Their laziness in 2024 in relying on the implosion of the governing Tories, who suffered bitterly from the fallout of the Brexit referendum that they foisted on the country, is their original sin.
Ten years later to the day on Tuesday, after that Brexit vote, Britain is carving out the name of its seventh prime minister ever since. Starmer has only himself to blame. His party was given a once-in-a-generation chance to present and secure a mandate for radical reform, but relied instead on howling about the very legitimate incompetence of the other lot.
The party and Starmer himself have paid the price for adopting this small-target strategy ever since, just look at May’s local elections, when the party lost control of heartland councils for the first time in history.
While all roads end with the leader, as Starmer discovered, the Labour Party has a narrowing window to rectify their mistake, or face replicating last month’s council election results, which were a bloodbath and resulted the loss of heartland councils to Reform.
It is little wonder that, having been falsely promised a new economic fortune, voters are wondering if the plain-speaking, disruptor Nigel Farage may be a credible option.
While he eventually opted to leave with dignity rather than derision as he administered his own last political rites, it was the acknowledgement Starmer should have made in his farewell speech.

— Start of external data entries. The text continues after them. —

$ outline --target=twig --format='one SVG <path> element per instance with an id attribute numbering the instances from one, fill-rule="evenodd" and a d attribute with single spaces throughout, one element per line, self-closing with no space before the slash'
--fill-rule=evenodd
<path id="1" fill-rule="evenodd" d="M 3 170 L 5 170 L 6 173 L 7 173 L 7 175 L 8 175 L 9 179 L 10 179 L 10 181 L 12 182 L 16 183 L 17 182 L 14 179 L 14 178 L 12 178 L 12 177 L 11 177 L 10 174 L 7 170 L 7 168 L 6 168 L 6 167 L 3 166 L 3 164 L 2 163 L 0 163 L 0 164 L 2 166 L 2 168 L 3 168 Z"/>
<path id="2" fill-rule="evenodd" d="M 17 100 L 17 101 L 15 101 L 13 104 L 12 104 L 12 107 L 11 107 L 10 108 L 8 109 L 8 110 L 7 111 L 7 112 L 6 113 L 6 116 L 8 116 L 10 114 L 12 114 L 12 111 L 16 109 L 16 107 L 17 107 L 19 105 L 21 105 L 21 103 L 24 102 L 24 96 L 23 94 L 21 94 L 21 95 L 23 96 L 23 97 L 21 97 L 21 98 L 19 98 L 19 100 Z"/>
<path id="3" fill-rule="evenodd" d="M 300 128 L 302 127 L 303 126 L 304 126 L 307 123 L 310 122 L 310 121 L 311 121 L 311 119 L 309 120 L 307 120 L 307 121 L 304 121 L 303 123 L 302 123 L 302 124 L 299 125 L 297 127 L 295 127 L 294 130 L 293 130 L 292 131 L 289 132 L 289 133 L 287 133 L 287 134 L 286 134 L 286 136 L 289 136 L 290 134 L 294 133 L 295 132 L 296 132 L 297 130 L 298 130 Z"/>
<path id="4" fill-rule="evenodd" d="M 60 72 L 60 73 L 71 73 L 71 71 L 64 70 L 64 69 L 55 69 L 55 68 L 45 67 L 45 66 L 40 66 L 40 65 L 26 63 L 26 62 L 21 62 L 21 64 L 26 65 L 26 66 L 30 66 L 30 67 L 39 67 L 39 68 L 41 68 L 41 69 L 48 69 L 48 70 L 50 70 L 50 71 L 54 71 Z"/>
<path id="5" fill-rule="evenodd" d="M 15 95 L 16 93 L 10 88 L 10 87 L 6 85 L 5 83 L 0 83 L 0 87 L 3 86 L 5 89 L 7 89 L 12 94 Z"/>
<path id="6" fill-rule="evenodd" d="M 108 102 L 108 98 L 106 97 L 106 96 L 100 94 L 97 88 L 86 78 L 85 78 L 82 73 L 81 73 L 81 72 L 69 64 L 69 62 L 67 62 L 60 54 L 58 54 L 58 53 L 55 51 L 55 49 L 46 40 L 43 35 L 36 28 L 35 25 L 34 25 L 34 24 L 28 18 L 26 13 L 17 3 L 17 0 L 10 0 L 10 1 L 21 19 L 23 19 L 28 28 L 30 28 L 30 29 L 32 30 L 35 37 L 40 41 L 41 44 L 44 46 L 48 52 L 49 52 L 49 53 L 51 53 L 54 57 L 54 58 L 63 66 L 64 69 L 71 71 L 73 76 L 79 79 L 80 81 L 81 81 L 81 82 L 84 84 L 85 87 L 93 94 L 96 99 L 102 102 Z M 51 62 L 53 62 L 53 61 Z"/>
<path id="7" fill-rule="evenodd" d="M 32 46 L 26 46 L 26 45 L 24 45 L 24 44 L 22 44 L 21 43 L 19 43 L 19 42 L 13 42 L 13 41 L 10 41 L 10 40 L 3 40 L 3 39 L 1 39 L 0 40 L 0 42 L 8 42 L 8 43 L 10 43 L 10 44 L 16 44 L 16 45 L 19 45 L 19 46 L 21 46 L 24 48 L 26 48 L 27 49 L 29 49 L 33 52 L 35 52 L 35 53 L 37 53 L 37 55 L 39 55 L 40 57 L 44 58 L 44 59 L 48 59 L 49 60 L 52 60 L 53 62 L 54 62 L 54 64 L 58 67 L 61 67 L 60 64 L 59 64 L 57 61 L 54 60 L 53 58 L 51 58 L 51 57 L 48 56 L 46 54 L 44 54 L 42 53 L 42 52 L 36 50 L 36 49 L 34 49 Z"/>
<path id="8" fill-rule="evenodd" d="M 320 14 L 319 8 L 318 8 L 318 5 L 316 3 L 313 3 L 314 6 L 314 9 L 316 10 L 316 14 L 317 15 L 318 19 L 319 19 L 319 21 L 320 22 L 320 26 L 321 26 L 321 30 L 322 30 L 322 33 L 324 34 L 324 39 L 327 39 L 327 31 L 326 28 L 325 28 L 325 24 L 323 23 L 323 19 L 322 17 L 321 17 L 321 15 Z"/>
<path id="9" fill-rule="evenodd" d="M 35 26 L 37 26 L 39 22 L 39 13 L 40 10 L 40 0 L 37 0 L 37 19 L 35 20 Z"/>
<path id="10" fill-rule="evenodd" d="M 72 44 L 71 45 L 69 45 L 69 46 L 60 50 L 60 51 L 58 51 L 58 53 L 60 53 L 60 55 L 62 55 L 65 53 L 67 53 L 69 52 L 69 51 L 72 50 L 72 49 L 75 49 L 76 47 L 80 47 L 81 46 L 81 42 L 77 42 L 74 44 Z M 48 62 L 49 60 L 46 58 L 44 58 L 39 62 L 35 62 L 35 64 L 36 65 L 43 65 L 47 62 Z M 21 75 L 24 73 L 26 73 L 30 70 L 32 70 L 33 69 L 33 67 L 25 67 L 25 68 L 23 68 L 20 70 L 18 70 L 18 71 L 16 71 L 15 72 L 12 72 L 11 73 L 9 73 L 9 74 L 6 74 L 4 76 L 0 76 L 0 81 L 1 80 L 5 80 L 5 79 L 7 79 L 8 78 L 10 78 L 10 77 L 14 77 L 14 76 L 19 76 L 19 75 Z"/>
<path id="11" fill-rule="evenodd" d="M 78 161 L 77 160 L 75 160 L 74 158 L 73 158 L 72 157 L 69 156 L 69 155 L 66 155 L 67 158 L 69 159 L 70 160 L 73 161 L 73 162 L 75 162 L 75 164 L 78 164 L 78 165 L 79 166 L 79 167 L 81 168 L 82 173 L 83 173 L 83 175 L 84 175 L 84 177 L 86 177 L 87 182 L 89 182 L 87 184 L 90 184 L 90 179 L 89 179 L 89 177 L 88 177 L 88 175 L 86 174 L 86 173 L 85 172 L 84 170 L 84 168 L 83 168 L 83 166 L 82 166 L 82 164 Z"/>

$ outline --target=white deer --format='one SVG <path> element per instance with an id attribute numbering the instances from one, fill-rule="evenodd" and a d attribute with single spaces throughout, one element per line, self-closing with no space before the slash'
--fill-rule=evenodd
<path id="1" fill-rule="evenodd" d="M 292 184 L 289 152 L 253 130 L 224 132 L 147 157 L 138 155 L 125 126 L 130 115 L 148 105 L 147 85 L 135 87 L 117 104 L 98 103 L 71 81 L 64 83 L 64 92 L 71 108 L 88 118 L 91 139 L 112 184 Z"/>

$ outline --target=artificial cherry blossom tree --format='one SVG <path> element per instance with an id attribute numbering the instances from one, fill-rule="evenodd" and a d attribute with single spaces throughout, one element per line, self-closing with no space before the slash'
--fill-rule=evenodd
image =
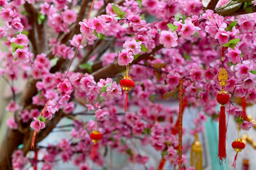
<path id="1" fill-rule="evenodd" d="M 177 98 L 183 78 L 187 106 L 201 109 L 191 133 L 203 130 L 206 115 L 218 118 L 221 46 L 226 47 L 229 77 L 226 90 L 247 103 L 256 102 L 255 1 L 211 0 L 206 7 L 199 0 L 94 2 L 0 0 L 4 21 L 0 38 L 9 48 L 0 55 L 0 76 L 10 86 L 13 98 L 6 110 L 13 113 L 1 147 L 1 169 L 37 164 L 26 157 L 34 152 L 34 131 L 35 149 L 48 151 L 39 160 L 43 169 L 51 169 L 58 158 L 89 169 L 89 134 L 96 121 L 77 118 L 89 115 L 95 115 L 103 134 L 99 148 L 111 147 L 129 155 L 130 162 L 145 164 L 148 157 L 131 150 L 126 142 L 135 139 L 177 164 L 177 136 L 172 134 L 175 122 L 170 120 L 176 119 L 177 109 L 156 101 L 167 96 Z M 248 13 L 252 13 L 242 16 Z M 125 91 L 118 82 L 127 65 L 135 86 L 124 113 Z M 13 86 L 17 79 L 26 81 L 19 98 L 19 87 Z M 84 112 L 74 111 L 78 105 L 84 107 Z M 137 110 L 130 109 L 134 106 Z M 240 116 L 235 103 L 229 110 L 235 118 Z M 37 144 L 64 118 L 73 121 L 72 139 L 47 148 Z M 252 125 L 241 124 L 246 130 Z M 92 161 L 103 166 L 104 157 L 97 152 Z M 186 162 L 183 157 L 184 168 Z"/>

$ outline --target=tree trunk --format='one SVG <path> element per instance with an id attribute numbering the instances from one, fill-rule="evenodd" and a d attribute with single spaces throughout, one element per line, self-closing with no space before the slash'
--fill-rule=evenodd
<path id="1" fill-rule="evenodd" d="M 11 154 L 22 143 L 23 134 L 16 130 L 8 128 L 0 148 L 0 169 L 11 170 Z"/>

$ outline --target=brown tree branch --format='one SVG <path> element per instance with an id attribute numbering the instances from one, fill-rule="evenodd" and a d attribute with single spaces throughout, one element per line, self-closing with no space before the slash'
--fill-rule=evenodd
<path id="1" fill-rule="evenodd" d="M 207 5 L 206 9 L 211 9 L 214 11 L 218 2 L 218 0 L 211 0 L 209 4 Z"/>

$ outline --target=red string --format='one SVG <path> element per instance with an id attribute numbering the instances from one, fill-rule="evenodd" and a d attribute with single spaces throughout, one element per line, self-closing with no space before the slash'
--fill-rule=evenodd
<path id="1" fill-rule="evenodd" d="M 218 154 L 220 159 L 220 164 L 227 157 L 226 152 L 226 114 L 225 106 L 221 106 L 221 113 L 218 125 Z"/>
<path id="2" fill-rule="evenodd" d="M 34 165 L 34 170 L 37 170 L 38 169 L 38 150 L 35 151 L 35 165 Z"/>
<path id="3" fill-rule="evenodd" d="M 157 170 L 162 170 L 162 168 L 164 167 L 165 164 L 165 161 L 166 159 L 165 158 L 162 158 L 160 164 L 159 164 Z"/>
<path id="4" fill-rule="evenodd" d="M 35 149 L 35 135 L 36 135 L 36 131 L 34 130 L 34 133 L 33 134 L 33 137 L 32 137 L 31 149 Z"/>
<path id="5" fill-rule="evenodd" d="M 126 106 L 124 107 L 124 111 L 127 111 L 127 103 L 128 103 L 128 92 L 126 92 Z"/>
<path id="6" fill-rule="evenodd" d="M 238 152 L 236 152 L 236 154 L 235 154 L 235 159 L 234 159 L 234 162 L 232 164 L 232 166 L 234 167 L 234 169 L 235 169 L 235 165 L 236 165 L 236 159 L 238 157 Z"/>

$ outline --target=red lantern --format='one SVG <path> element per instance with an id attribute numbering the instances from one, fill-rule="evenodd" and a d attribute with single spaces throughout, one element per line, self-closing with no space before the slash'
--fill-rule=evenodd
<path id="1" fill-rule="evenodd" d="M 96 155 L 96 152 L 97 152 L 97 143 L 100 140 L 102 139 L 102 134 L 98 130 L 94 130 L 90 134 L 90 138 L 94 143 L 94 146 L 91 149 L 91 158 L 94 159 Z"/>
<path id="2" fill-rule="evenodd" d="M 134 87 L 135 85 L 135 84 L 131 76 L 124 76 L 123 79 L 120 81 L 120 86 L 121 86 L 123 90 L 125 90 L 126 92 L 126 106 L 124 108 L 125 111 L 127 110 L 128 93 Z"/>
<path id="3" fill-rule="evenodd" d="M 241 152 L 245 147 L 245 144 L 243 142 L 242 139 L 235 139 L 232 143 L 232 147 L 234 148 L 234 150 L 236 151 L 236 154 L 234 159 L 234 162 L 233 163 L 232 166 L 235 169 L 236 159 L 239 152 Z"/>
<path id="4" fill-rule="evenodd" d="M 216 99 L 217 101 L 221 105 L 228 103 L 230 99 L 228 92 L 226 91 L 219 91 L 217 94 Z"/>

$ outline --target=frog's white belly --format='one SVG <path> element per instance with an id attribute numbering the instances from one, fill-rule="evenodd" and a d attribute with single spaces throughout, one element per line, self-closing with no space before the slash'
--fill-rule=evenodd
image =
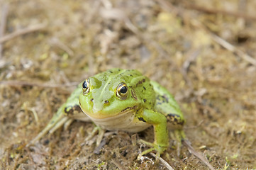
<path id="1" fill-rule="evenodd" d="M 102 119 L 94 118 L 87 115 L 91 120 L 103 129 L 122 130 L 130 132 L 143 131 L 151 125 L 134 119 L 134 110 L 130 110 L 121 114 Z"/>

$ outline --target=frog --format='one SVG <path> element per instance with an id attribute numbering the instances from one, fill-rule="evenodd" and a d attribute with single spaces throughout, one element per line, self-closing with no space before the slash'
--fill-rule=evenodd
<path id="1" fill-rule="evenodd" d="M 169 147 L 169 135 L 179 144 L 185 138 L 185 120 L 174 96 L 136 69 L 114 68 L 85 79 L 28 145 L 62 125 L 68 127 L 74 120 L 95 123 L 87 139 L 99 131 L 96 146 L 105 130 L 136 133 L 153 126 L 153 142 L 138 140 L 150 147 L 138 158 L 151 152 L 163 154 Z"/>

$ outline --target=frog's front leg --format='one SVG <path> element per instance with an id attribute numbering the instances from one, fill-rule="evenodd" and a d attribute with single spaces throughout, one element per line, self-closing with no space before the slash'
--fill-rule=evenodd
<path id="1" fill-rule="evenodd" d="M 142 140 L 140 140 L 140 142 L 152 147 L 152 148 L 140 153 L 138 156 L 138 159 L 140 159 L 141 156 L 153 150 L 157 151 L 157 154 L 162 154 L 169 145 L 168 130 L 165 116 L 160 113 L 148 109 L 144 109 L 144 110 L 138 115 L 138 118 L 141 121 L 152 124 L 154 126 L 155 134 L 154 143 L 145 142 Z"/>

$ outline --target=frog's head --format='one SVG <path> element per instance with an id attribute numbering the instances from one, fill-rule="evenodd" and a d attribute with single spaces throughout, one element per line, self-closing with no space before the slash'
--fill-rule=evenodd
<path id="1" fill-rule="evenodd" d="M 111 69 L 85 80 L 79 101 L 83 112 L 100 119 L 112 117 L 139 107 L 140 101 L 133 89 L 134 72 Z M 132 76 L 131 76 L 132 75 Z"/>

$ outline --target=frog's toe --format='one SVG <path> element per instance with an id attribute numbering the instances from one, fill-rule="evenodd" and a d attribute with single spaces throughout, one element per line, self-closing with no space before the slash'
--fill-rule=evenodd
<path id="1" fill-rule="evenodd" d="M 172 147 L 177 149 L 177 154 L 180 155 L 182 142 L 185 139 L 185 133 L 182 130 L 175 130 L 169 132 L 170 137 L 174 140 L 174 145 Z"/>
<path id="2" fill-rule="evenodd" d="M 142 156 L 151 152 L 152 151 L 156 151 L 157 152 L 157 155 L 160 155 L 161 154 L 162 154 L 167 148 L 168 146 L 161 146 L 160 144 L 157 144 L 155 143 L 151 143 L 151 142 L 148 142 L 147 141 L 143 140 L 139 140 L 140 143 L 143 143 L 146 144 L 147 146 L 150 147 L 151 148 L 148 149 L 145 151 L 143 151 L 143 152 L 141 152 L 138 156 L 138 159 L 140 159 L 140 158 L 142 157 Z"/>

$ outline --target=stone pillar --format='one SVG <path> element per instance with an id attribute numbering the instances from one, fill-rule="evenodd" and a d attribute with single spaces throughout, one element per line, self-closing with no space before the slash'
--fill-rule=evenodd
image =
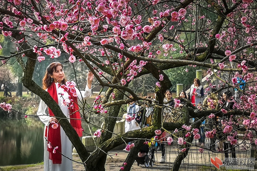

His final act, in not having to force his party to blast him out, despite having vowed as recently as Friday that he would resist any coup and stand if it succeeded, offered a graciousness.
But his speech was as self-indulgent as it was revealing.
He began by talking about himself, describing his arrival at Downing Street as the proudest moment of his life, then claimed a string of achievements in his two years. Top of his list was the fight he had with the Labour Party to reorient it into an electable, mainstream party, compared to its socialist, anti-semitic direction under Jeremy Corbyn.
Celebrating his success and illustrating it with the performance of his political party just underlined the myopia of UK Labour, it’s always party first.
Voters are fed up with the political parties behaving as though tribalism, and not solutions, are the priority. Such behaviour is manna for populists.
Andy Burham has the chance to reset this. The move towards the soft-left candidate signals a willingness, from MPs, to embrace a more radical approach.
But what that is remains a mystery and therefore a danger zone.
Burnham campaigned in his stunning byelection last week that delivered the fatal blow for Sir Keir’s languishing leadership, with a plea of ‘hope.’ While he offers a boldness that Starmer did not, he has no clear ideology on economic policy or foreign policy.

He cannot escape the need to raise the nation’s defence spending to 3.5 per cent of GDP and quickly, for example.
The UK will spend 23.6 per cent of its total spending and 10.6 per cent of its GDP, a whopping £322.6 billion, on welfare in 2025 and 2026 alone. So, will Burnham cut welfare or raise taxes? Both present pain that will quickly puncture his ‘King of the North’ schtick.
He will certainly capture the limelight and reach the public in a way that will enrage Farage with jealousy. But he and the Labour Party must embrace pain and sell it to the public, if they are to avoid the popular mayor becoming just another frontman on the Downing Street carousel.